A todo esto se suman sus grasas saludables, que contribuyen al desarrollo muscular y al buen funcionamiento del organismo, lo que lo convierte en un básico en cualquier cocina y dieta equilibrada.
Dónde y cómo conservar los huevos correctamente
La nutricionista Gema Martín, a través de su cuenta de Instagram ha compartido una guía práctica que desmonta errores muy extendidos y revela claves poco conocidas sobre su conservación, consumo y valor nutricional. Uno de los puntos tiene que ver con la forma de guardar los huevos. Según explica Gema Martín, la mayoría de personas los coloca mal sin saberlo.
Lo habitual es guardarlos con la parte ancha hacia abajo, pero esto es un error. En esa zona se encuentra la cámara de aire del huevo, por lo que lo correcto es colocarlos con la punta fina hacia abajo. De este modo, la cámara de aire queda arriba y el huevo se mantiene fresco durante más tiempo.
Otro fallo frecuente es almacenarlos en la puerta de la nevera. Aunque muchos frigoríficos incluyen una huevera en esa zona, no es el lugar más adecuado. La nutricionista recomienda guardarlos en su cartón original y en las zonas centrales del frigorífico, donde la temperatura es más estable. Las oscilaciones térmicas de la puerta pueden acelerar su deterioro.
Además, insiste en no lavarlos antes de guardarlos. La cáscara es porosa y actúa como barrera protectora; si se lava antes de tiempo, puede facilitar la entrada de bacterias. Lo ideal es limpiarlos justo antes de su consumo.

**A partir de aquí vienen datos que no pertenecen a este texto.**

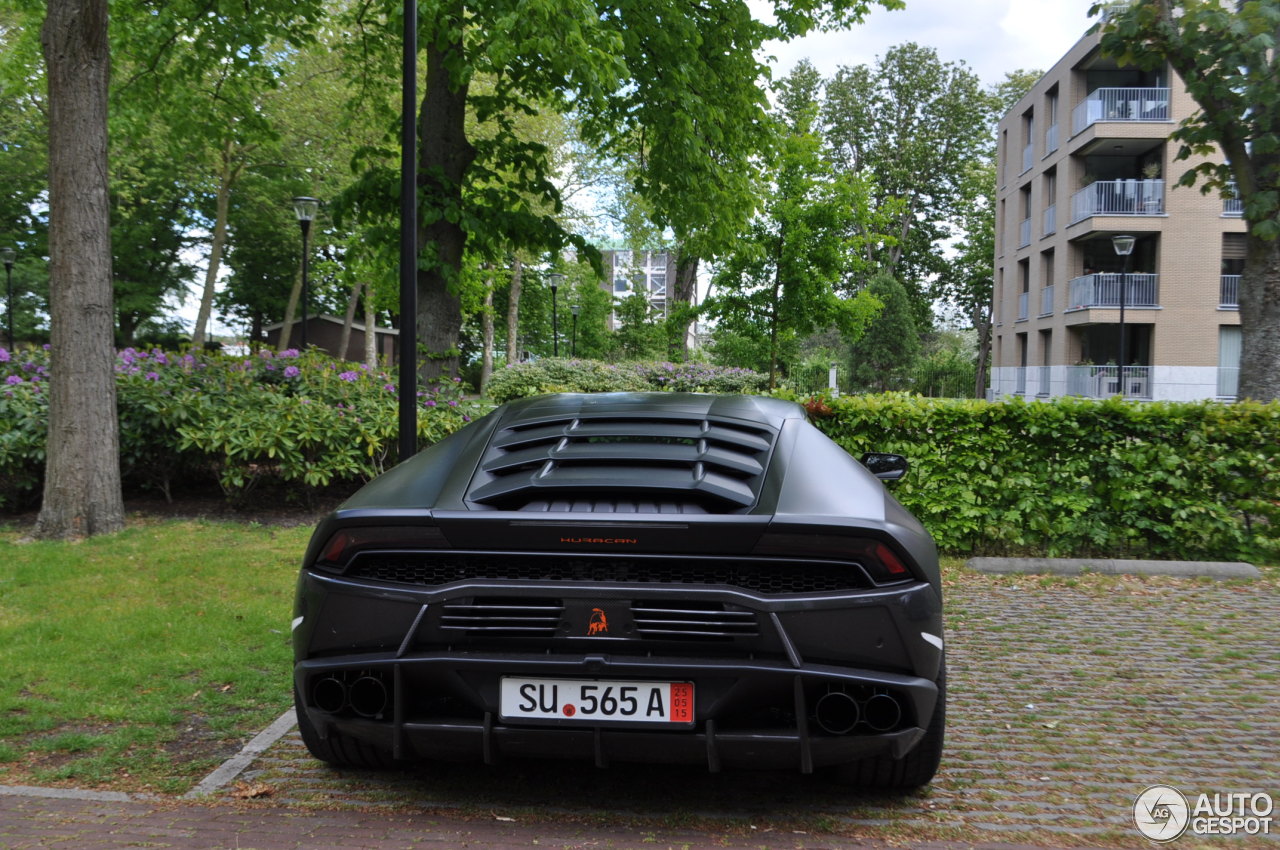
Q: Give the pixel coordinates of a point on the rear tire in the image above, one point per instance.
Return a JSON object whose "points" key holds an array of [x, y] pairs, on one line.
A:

Descifrando el código de la cáscara
Otro aspecto clave que destaca Gema Martín es el etiquetado que está grabado en la cáscara y que poca gente entiende o hace caso a su significado. El primer número que aparece en la cáscara indica el tipo de cría de la gallina:
- 0: producción ecológica
- 1: gallinas camperas
- 2: cría en suelo
- 3: cría en jaula
¿Cuánto duran realmente?
Bien conservados, los huevos pueden durar entre tres y cinco semanas en la nevera. Pero hay que tener cuidado si los cocemos ya que su vida útil se acorta. En concreto, solo puede mantenerse en buen estado hasta una semana si se refrigeran adecuadamente como ha indicado la experta.
Si hay dudas para saber si un huevo sigue siendo apto o no para el consumo, Martín propone un truco muy sencillo para comprobarlo. Se trata de introducirlo en un vaso con agua. SI el huevo flota, indica que está en mal estado y no se debe consumir.
Esta recomendación no es casualidad ya que tiene una base científica y es que este fenómeno se debe a que, con el tiempo, aumenta la cantidad de aire en su interior, lo que reduce su densidad y por lo tanto flota.